Monday, Jan. 25, 1954

NEW RELIGIOUS ART IN U. S. CHURCHES

RELIGIOUS art, as Philosopher Jacques Maritain once remarked, "ought to be religious." That limits the field to those few modern artists who feel the need to express their religious faith. On this and the following page are recent works by two such skilled and devout moderns. The mosaic Station of the Cross (above] was done for Mt. Angel Abbey at St. Benedict, Ore. by a 55-year-old Californian named Louisa Jenkins. The stained-glass Sermon from the Boat (overleaf) is a replica detail of a window in St.

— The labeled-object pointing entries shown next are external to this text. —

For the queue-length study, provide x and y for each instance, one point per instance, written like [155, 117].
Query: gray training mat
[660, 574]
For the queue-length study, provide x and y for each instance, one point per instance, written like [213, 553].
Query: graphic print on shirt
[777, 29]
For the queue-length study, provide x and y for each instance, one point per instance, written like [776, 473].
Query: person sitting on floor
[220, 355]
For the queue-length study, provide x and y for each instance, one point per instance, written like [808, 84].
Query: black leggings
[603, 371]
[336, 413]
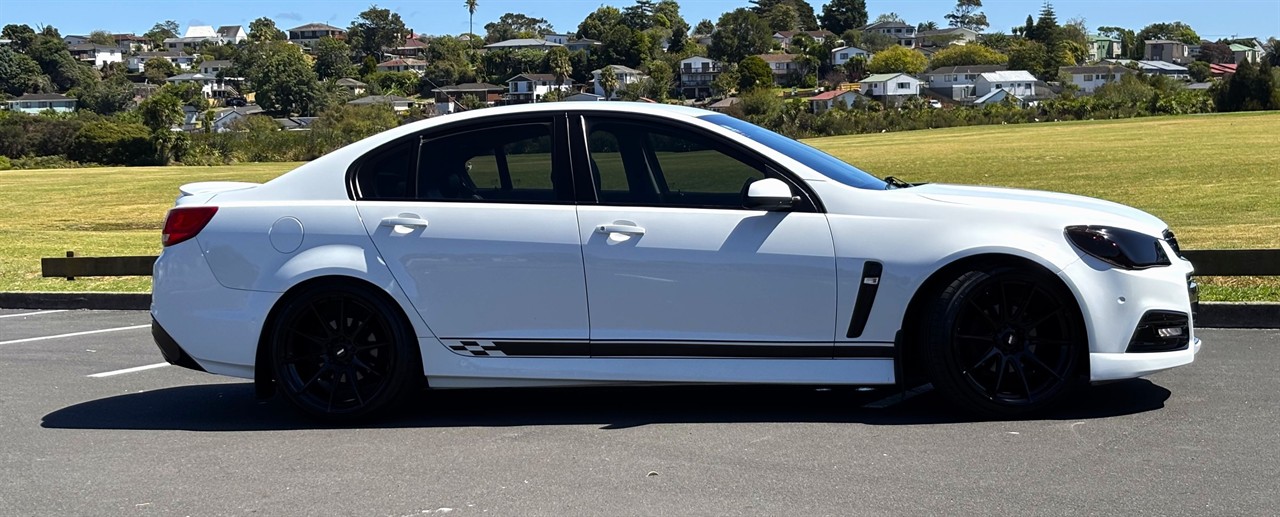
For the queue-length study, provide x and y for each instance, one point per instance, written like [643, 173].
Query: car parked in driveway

Ann's Chapel of Stanford University at Palo Alto, Calif., designed by School-of-Paris Painter Andre Girard, 52.

Both artists breathe new life into mediums which have long suffered from lack of fresh talent. Louisa Jenkins studied Byzantine masterpieces of mosaic art in northern

Italy, then found new techniques of her own. Besides the traditional Italian mosaic glass, she uses lava rock, iridescent furnace slag, crystal, quartz, mica and pyrites to produce extraordinarily various effects. Her mosaic above shows the moment when Christ met his mother on the Way of the Cross. As Artist Jenkins puts it, the "Cross becomes a sword of Truth between them. In the look between them, Mary realizes that He must go before her."

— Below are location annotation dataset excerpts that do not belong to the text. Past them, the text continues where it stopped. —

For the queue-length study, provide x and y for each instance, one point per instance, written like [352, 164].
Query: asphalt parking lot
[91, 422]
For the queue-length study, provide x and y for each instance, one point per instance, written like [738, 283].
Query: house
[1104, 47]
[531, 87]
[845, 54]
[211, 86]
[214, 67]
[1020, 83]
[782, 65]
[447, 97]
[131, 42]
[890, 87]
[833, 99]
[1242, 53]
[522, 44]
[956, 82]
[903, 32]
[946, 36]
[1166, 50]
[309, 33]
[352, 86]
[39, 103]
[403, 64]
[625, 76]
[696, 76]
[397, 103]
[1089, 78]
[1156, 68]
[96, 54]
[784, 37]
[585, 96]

Andre Girard studied with two French masters, Georges Rouault and Pierre Bonnard, and his glowing darks and sparkling lights show the influence of both. Girard, who has experimented with many new techniques of stained-glass design, melted bits of colored glass onto clear panes in making his Sermon from the Boat. Rich in color and texture, the finished window seems to radiate devotion.